- £50 billion worth of investment over the next four years will see the build-to-rent sector account for 5% of the rental sector by 2020
- UK-wide property shortages and changing generational attitudes towards home ownership means that an additional 1.8 million households will become private renters within a decade
- With increased rates of stamp duty for buy-to-let investors, should the focus now be on the build-to-rent sector?
Is the UK’s rental market on the verge of an investment revolution?
As Britain’s appetite for rented accommodation shows few signs of relenting, £50 billion is expected to be invested in the build-to-rent sector by 2020, the latest research from Knight Frank shows.
Build-to-rent (properties built specifically for rented living) accounts for 2% of the overall private rented sector in the UK. But this investment would see it increase its share to 5% at a time when the undersupply of rental stock has never been more pronounced.

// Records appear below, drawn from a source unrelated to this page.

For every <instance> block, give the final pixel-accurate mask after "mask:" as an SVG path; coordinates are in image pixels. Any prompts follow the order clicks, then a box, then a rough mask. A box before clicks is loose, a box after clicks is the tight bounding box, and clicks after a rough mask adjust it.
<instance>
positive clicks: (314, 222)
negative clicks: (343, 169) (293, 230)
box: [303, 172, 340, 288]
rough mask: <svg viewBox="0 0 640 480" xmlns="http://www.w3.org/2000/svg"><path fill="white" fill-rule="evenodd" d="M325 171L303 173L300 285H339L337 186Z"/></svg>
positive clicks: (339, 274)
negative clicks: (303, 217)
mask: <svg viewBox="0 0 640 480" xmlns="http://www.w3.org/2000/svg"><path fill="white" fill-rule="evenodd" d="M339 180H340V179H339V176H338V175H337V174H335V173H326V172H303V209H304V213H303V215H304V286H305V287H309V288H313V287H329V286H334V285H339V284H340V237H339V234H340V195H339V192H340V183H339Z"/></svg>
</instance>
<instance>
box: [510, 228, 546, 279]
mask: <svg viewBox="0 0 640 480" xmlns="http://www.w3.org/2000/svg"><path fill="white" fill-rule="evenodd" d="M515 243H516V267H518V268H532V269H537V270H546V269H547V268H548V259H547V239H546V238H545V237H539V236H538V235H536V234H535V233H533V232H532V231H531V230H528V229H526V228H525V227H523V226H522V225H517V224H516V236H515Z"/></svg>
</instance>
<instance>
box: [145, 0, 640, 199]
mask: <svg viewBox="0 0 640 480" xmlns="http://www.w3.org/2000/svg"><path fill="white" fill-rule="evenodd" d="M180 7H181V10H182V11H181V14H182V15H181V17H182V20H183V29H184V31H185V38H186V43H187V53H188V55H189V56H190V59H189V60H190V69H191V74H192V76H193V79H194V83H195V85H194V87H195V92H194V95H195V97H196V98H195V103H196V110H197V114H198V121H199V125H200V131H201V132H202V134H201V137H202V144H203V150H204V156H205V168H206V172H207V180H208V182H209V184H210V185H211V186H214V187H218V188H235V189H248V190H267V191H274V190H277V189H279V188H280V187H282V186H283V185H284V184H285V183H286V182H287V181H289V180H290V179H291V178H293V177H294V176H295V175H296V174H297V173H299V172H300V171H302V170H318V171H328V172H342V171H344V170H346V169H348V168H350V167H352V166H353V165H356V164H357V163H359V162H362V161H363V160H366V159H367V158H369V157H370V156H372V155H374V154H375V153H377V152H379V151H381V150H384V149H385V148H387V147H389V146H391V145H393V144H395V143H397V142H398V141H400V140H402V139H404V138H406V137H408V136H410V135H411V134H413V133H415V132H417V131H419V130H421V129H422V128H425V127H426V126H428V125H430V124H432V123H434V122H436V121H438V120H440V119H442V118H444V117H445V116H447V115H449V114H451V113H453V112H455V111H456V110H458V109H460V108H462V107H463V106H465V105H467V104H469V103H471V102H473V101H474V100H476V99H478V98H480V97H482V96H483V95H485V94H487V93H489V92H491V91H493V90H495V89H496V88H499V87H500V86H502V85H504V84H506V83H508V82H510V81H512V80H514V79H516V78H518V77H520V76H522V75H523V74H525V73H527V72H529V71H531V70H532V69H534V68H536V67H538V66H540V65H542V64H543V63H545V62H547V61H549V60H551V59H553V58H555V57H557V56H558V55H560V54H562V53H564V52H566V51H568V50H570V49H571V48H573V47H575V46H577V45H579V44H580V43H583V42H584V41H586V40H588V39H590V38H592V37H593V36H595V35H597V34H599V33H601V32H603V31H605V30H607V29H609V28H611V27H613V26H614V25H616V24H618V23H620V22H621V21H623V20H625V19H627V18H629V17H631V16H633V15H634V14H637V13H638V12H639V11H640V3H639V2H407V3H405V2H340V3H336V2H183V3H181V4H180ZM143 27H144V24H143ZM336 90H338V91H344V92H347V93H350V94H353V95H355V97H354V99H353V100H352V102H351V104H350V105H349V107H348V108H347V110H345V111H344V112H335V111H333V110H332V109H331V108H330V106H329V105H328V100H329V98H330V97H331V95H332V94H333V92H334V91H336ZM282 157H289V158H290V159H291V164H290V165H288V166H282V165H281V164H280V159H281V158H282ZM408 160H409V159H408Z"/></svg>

250,000 new homes are needed each year to meet demand from a generation that no longer equates success with homeownership. Over 50% of 20 to 39-year-olds in the UK will be renting by 2025, meaning that the time for investment is now.
“There is a generational shift in the market both amongst renters and investors which stands a good chance of both stabilising the volatility of the housing market and satisfying some of the structural shortfall in supply,” said Tim Hyatt, Head of Lettings at Knight Frank.
Chancellor George Osborne has used his last few budget speeches to curb buy-to-let lending. Not only could this help free up more stock for those Britons looking to get onto the property ladder, it should also increase the emphasis on build-to-rent. This sector improves the rental experience for tenants, and also creates a huge opportunity for UK property investors.